Nel 1643 gli spagnoli temendo che i francesi potessero impossessarsi di Rocchetta la cinsero con terrapieni, riattivarono le vecchie mura e la presidiarono di uomini e munizioni ma questo non impedì che cadesse in mano al nemico.
Col trattato di Vienna del 1738, Rocchetta insieme ad altre terre, fu ceduta al re di Sardegna.
Descrizione del territorio e del paese come si presenta all’ inizio del secolo XIX.
“…….nella terra della Rochetta gl’artisti d’ogni specie abbondanti si trovano, che molti abitanti vanno e vengono dalle due riviere di Genova conducendo colà generi e derrate del Piemonte………
Sebbene alla Rochetta non vi sia alcun mercato, v’è ciò nonostante un continuo flusso e riflusso di gente che dalle prossime terre con quei del paese commerciano…………

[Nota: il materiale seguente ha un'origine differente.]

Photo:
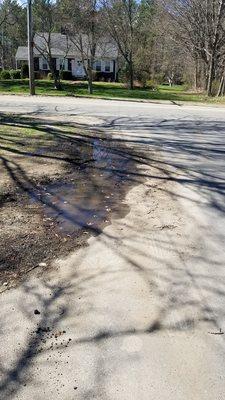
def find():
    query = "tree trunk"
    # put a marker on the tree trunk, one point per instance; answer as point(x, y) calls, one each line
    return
point(210, 77)
point(90, 81)
point(196, 74)
point(221, 87)
point(131, 75)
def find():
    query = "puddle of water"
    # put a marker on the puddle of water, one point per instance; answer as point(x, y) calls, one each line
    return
point(93, 191)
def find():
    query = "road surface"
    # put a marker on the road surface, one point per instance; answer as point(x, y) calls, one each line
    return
point(139, 314)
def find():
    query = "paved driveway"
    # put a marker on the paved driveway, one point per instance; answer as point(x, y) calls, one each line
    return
point(139, 313)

La sola contrada di mezzo è passabile, sebbene ineguale e fangosa; una picciola quadrata piazza sta avanti la chiesa parrocchiale, su cui v’è la casa del Comune che ha niente di pregievole; la parrocchiale è moderna e non ha altro pregio che racchiudere in se le ceneri dell’ex-gesuita Abbate Vasco letterato conosciuto assai……..
Il solo edifizio che meriti qualche attenzione è il Palazzo del Marchese Nicolao Incisa…….. è ben distribuito, è decentemente mobigliato e presenta tutti i commodi d’una bella villeggiatura………… vi possede una buona biblioteca…”
Gli avvenimenti descritti sono ricavati dal'opera "Corografia Astigiana" che l’avv. Gian Secondo De Canis scrisse tra il 1814 ed il 1816.
L'importante manoscritto è conservato tutt'oggi presso la Biblioteca Consortile Astense.